ذَلِكَ هُدَى اللَّهِ يَهْدِي بِهِ مَنْ يَشَاء “İşte bu, Allah’ın hidayet rehberidir, onunla dilediğini doğru yola iletir.”

“İşte bu”, yani, Kitap veya kalpte meydana gelen haşyet ve ümit, Allahtan bir hidayettir. Allah onunla, hidayetini dilediği kimseye hidayet eder.

وَمَن يُضْلِلْ اللَّهُ فَمَا لَهُ مِنْ هَادٍ “Ve Allah, kimi de saptırırsa artık onun için hiçbir yol gösterici yoktur.”Allah kimi de yardımsız bırakarak yoldan çıkarırsa O kimseyi dalâletten çıkaracak bir rehber yoktur.

 

24- أَفَمَن يَتَّقِي بِوَجْهِهِ سُوءَ الْعَذَابِ يَوْمَ الْقِيَامَةِ “Kıyamet günü kötü azaba karşı yüzüyle korunan kimse, (o gün azaptan emin olan kimse gibi midir?)
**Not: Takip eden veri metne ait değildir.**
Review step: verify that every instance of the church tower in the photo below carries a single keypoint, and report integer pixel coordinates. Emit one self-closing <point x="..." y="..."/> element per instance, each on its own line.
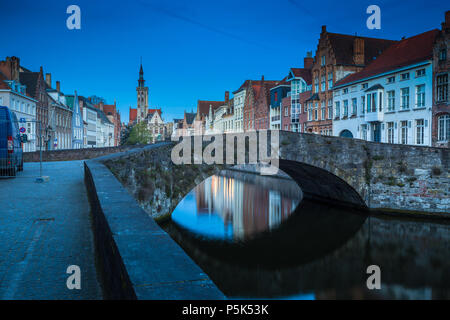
<point x="142" y="97"/>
Kıyamet günü kötü azaba karşı elleri bağlı olduğu cihetle kendini koruyamayan, ancak yüzünü kalkan yapan kimseyle, böyle bir azaptan emniyette olan kimse hiç bir olur mu?
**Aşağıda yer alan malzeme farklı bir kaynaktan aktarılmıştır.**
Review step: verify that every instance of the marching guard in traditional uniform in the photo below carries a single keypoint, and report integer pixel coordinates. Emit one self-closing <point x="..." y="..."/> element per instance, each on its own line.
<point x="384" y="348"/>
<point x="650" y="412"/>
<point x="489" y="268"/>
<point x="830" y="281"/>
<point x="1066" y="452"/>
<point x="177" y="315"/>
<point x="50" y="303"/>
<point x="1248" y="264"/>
وَقِيلَ لِلظَّالِمِينَ ذُوقُوا مَا كُنتُمْ تَكْسِبُونَ “O zalimlere, “tadın bakalım kazandıklarınızı” denir.”

“Onlara” yerine “o zâlimlere” denilmesi, onların zulmünü tesciller ve maruz kaldıkları durumun sebebini hissettirir.

 

25- كَذَّبَ الَّذِينَ مِن قَبْلِهِمْ “Onlardan öncekiler de yalanladı.”

فَأَتَاهُمْ الْعَذَابُ مِنْ حَيْثُ لَا يَشْعُرُونَ “Derken azap kendilerine farkına varmadıkları bir yerden geldi.”

 

26- فَأَذَاقَهُمُ اللَّهُ الْخِزْيَ فِي الْحَيَاةِ الدُّنْيَا “Böylece Allah dünya hayatında onlara zilleti tattırdı.”

Allah onlara şu dünya hayatında,

-Hayvan şekline sokmak. (Mesh)

-Yerin dibine geçirmek. (Hasf)

-Öldürülmek.

-Esaret hayatı yaşatmak.

-Sürgüne gönderilmek gibi zilletler tattırır.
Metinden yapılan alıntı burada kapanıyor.